Bug 831219

Summary:	Hadoop/Gluster reads perform poorly with 2-replica filesystem
Product:	[Community] GlusterFS	Reporter:	Ben England <bengland>
Component:	gluster-hadoop	Assignee:	Diane Feddema <dfeddema>
Status:	CLOSED EOL	QA Contact:	hcfs-gluster-bugs
Severity:	high	Docs Contact:
Priority:	high
Version:	mainline	CC:	bugs, cww, eboyd, enakai, esammons, gluster-bugs, matt, mbukatov, perfbz, poelstra, rwheeler
Target Milestone:	---	Keywords:	Reopened, Triaged
Target Release:	---
Hardware:	Unspecified
OS:	Unspecified
Whiteboard:
Fixed In Version:		Doc Type:	Bug Fix
Doc Text:		Story Points:	---
Clone Of:		Environment:
Last Closed:	2015-10-22 15:46:38 UTC	Type:	Bug
Regression:	---	Mount Type:	---
Documentation:	---	CRM:
Verified Versions:		Category:	---
oVirt Team:	---	RHEL 7.3 requirements from Atomic Host:
Cloudforms Team:	---	Target Upstream Version:
Embargoed:

Description Ben England 2012-06-12 14:00:35 UTC

Description of problem:

Hadoop applications performing reads read a large fraction of data from non-local replicas, EVEN if the network interfaces are run at 1-GbE speed instead of 10-GbE speed.  This defeats a key design principle of Hadoop, to be able to do map-reduce applications without transferring large amounts of data over the network.   Note that this problem does NOT occur in a 1-replica filesystem, meaning that Hadoop plugin did its job but the Gluster FUSE client did not.  Also, HDFS does not have this behavior with 2-replica configuration.

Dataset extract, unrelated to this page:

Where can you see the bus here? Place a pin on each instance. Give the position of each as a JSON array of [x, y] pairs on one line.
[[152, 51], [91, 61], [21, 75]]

Version-Release number of selected component (if applicable):

RHS 2.0 RC1

How reproducible:

Very

Steps to Reproduce:
1. load a few hundred 60-MB files into Hadoop
2. run a hadoop grep job that matches at most a few records within these files.
3. observe network performance
  
Actual results:

There is a large amount of network throughput (see Tim Wilkinson's data at 
http://irish.lab.bos.redhat.com/pub/tim/projects/gluster/hadoop/hdfs-glfs.ods )

Expected results:

Gluster plugin for Hadoop should help Hadoop run job on local replicas, and Gluster FUSE client should select a local replica when available.

Additional info:

Comment 2 RHEL Program Management 2012-07-20 06:56:00 UTC

Development Management has reviewed and declined this request.
You may appeal this decision by reopening this request.

Comment 3 Vidya Sakar 2012-07-20 10:23:01 UTC

Not a priority for RHS 2.1.0, but we need this bug open nevertheless.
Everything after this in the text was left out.